もちろん、デマに惑わされる人はものすごくたくさんいたので、より混乱を招く結果になったようです。読みおわるまで、作者のデフォーが、同時代のロンドンの街に生きていて、当時の様子を活写した作品だとおもいこんでいました。感染をものともせず、市街地を往復して取材を続けたものと思ったのですが、最後にあとがきを読んで、じつはデフォーは、1665年のロンドンのペストの大流行のおりは、まだ5歳だったと知って、びっくりしました。
この年のペストによるロンドンの死亡者数は、全人口の5分の1に達したとか。大人になったデフォーが、何十年か前の大流行の時代を生きた、親戚や生き残った人たちに話を聞き、資料を調べ、「ロビンソン・クルーソー」のように、フィクションだけれど、ノンフィクションぽく描いた作品に仕上げました。

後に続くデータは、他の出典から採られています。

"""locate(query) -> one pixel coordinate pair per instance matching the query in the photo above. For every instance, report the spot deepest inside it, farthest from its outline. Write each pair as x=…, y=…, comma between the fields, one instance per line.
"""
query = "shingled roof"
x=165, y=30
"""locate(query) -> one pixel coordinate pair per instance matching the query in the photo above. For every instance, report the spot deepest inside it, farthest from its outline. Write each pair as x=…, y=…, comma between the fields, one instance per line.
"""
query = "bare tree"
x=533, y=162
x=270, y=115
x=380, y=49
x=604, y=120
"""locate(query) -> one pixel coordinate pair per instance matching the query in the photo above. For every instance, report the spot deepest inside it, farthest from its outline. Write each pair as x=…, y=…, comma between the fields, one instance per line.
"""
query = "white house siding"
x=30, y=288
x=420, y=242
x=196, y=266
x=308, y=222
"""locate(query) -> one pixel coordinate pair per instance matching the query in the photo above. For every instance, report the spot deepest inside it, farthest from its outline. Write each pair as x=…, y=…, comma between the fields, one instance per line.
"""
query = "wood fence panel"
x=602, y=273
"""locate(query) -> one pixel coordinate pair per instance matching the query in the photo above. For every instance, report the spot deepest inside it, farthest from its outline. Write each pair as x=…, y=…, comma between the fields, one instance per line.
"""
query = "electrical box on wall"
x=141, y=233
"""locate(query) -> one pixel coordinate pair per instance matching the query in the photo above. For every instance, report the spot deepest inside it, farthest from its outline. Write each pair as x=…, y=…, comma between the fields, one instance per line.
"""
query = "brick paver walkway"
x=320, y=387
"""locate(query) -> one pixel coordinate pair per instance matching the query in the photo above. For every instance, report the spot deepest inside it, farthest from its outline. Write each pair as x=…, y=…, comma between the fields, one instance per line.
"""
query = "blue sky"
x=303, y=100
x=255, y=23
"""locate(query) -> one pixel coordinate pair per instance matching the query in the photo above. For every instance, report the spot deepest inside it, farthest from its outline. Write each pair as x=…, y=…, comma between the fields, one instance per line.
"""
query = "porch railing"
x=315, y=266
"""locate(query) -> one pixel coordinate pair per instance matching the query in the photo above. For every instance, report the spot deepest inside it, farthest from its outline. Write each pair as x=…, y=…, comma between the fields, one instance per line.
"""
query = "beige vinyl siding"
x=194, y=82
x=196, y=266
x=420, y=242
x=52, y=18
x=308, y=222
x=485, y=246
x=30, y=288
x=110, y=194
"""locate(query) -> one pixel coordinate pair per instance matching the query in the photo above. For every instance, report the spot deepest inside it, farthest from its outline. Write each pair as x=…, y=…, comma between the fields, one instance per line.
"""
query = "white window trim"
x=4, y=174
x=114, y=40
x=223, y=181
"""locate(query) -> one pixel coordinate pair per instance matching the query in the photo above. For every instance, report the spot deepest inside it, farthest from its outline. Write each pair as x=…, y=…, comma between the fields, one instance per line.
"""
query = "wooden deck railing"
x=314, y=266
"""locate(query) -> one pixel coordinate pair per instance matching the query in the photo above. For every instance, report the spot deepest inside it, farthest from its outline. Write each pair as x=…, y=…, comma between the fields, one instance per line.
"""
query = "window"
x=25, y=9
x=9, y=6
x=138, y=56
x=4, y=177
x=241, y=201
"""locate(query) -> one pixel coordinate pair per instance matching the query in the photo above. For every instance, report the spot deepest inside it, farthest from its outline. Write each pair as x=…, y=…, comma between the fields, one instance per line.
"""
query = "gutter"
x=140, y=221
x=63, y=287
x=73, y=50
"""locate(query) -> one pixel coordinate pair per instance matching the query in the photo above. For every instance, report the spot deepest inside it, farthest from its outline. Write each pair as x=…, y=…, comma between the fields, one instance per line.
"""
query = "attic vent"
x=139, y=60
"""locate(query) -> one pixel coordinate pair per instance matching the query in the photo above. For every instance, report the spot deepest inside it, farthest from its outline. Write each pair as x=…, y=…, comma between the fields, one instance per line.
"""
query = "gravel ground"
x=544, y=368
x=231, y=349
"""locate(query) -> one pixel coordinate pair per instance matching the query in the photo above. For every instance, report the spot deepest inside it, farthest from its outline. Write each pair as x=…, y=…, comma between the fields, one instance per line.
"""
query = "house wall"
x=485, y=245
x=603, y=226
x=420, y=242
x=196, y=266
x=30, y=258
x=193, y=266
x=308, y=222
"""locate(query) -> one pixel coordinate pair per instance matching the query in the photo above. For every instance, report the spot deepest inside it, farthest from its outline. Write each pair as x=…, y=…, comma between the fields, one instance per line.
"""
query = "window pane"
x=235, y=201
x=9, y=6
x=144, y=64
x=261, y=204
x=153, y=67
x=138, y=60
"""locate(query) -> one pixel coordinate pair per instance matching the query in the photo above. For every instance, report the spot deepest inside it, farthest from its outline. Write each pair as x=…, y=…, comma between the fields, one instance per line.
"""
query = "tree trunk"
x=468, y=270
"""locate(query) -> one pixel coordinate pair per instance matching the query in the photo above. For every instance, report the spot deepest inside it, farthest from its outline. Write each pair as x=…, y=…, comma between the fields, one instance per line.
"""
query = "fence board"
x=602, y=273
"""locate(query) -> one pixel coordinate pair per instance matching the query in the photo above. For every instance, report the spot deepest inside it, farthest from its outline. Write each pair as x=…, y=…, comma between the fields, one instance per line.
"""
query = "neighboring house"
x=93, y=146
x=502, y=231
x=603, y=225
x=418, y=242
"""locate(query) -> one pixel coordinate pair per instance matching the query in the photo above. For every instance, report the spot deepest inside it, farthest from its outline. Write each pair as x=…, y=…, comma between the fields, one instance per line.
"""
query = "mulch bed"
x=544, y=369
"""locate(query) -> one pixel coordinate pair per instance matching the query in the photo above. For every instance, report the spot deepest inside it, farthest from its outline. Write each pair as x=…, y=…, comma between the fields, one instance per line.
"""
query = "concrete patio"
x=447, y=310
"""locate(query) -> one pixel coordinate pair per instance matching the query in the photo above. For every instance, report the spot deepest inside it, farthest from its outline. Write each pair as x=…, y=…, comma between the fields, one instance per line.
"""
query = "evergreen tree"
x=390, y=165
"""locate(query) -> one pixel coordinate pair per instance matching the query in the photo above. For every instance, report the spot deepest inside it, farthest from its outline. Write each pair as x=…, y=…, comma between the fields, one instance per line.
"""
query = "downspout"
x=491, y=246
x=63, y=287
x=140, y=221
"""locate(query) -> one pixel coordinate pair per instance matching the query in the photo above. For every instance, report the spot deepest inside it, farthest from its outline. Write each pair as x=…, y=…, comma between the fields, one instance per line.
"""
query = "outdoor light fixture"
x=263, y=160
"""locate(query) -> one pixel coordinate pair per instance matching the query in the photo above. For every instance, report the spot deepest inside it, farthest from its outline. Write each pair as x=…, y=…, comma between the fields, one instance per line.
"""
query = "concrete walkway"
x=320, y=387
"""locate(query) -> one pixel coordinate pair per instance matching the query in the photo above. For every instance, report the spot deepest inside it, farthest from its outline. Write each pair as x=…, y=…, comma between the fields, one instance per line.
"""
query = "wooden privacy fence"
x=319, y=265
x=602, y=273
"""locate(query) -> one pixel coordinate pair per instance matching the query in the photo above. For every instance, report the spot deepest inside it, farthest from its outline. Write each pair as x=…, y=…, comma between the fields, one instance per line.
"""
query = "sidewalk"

描写の力もさることながら、しつこいほどに数字をあげ、死者の数の推移を問題にしたり、論拠にしたり、事実を淡々と伝える一方で、自分の意見や感想もしっかり述べる。ジャーナリズムに徹した、その粘り強い態度に感心しました。今のうちだと、400年の時代を飛び越え、臨場感あふれた名作として読めると思います。